I have created the following dictionary from the Cranfield Collection:
{
'd1' : ['experiment', 'studi', ..., 'configur', 'experi', '.'],
'd2' : ['studi', 'high-spe', ..., 'steadi', 'flow', '.'],
...,
'd1400': ['report', 'extens', ..., 'graphic', 'form', '.']
}
Each key, value pair represents a single document as the key and the value as a list of tokenized, stemmed words with stopwords removed. I need to create an inverted index from this dictionary with the following format:
{
'experiment': {'d1': [1, [0]], ..., 'd30': [2, [12, 40]], ..., 'd123': [3, [11, 45, 67]], ...},
'studi': {'d1': [1, [1]], 'd2': [2, [0, 36]], ..., 'd207': [3, [19, 44, 59]], ...}
...
}
Here the key becomes the term while the value is a dictionary that contains the document that term shows up in, the number of times, and the indices of the document where the term is found. I am not sure how to approach this conversion so I am just looking for some starter pointers as to how to think about this problem. Thank you.

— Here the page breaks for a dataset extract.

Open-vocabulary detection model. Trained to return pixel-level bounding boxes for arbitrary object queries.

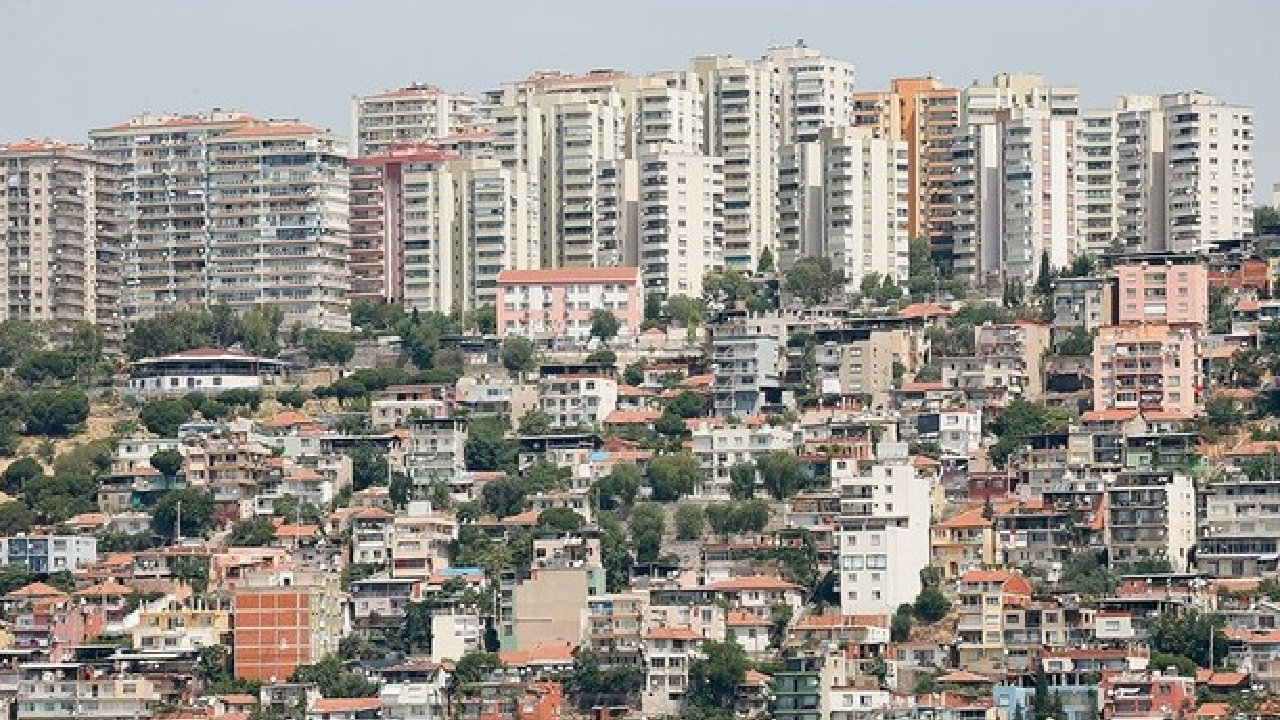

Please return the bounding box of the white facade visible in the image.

I hope I've understood your question well:
dct = {
"d1": ["experiment", "studi", "configur", "experi", "."],
"d2": ["studi", "high-spe", "steadi", "flow", "flow", "."],
"d1400": ["report", "extens", "graphic", "form", "."],
}
out = {}
for k, v in dct.items():
for idx, word in enumerate(v):
out.setdefault(word, {}).setdefault(k, []).append(idx)
for v in out.values():
for l in v.values():
l[:] = [len(l), list(l)]
print(out)
Prints:
{
"experiment": {"d1": [1, [0]]},
"studi": {"d1": [1, [1]], "d2": [1, [0]]},
"configur": {"d1": [1, [2]]},
"experi": {"d1": [1, [3]]},
".": {"d1": [1, [4]], "d2": [1, [5]], "d1400": [1, [4]]},
"high-spe": {"d2": [1, [1]]},
"steadi": {"d2": [1, [2]]},
"flow": {"d2": [2, [3, 4]]},
"report": {"d1400": [1, [0]]},
"extens": {"d1400": [1, [1]]},
"graphic": {"d1400": [1, [2]]},
"form": {"d1400": [1, [3]]},
}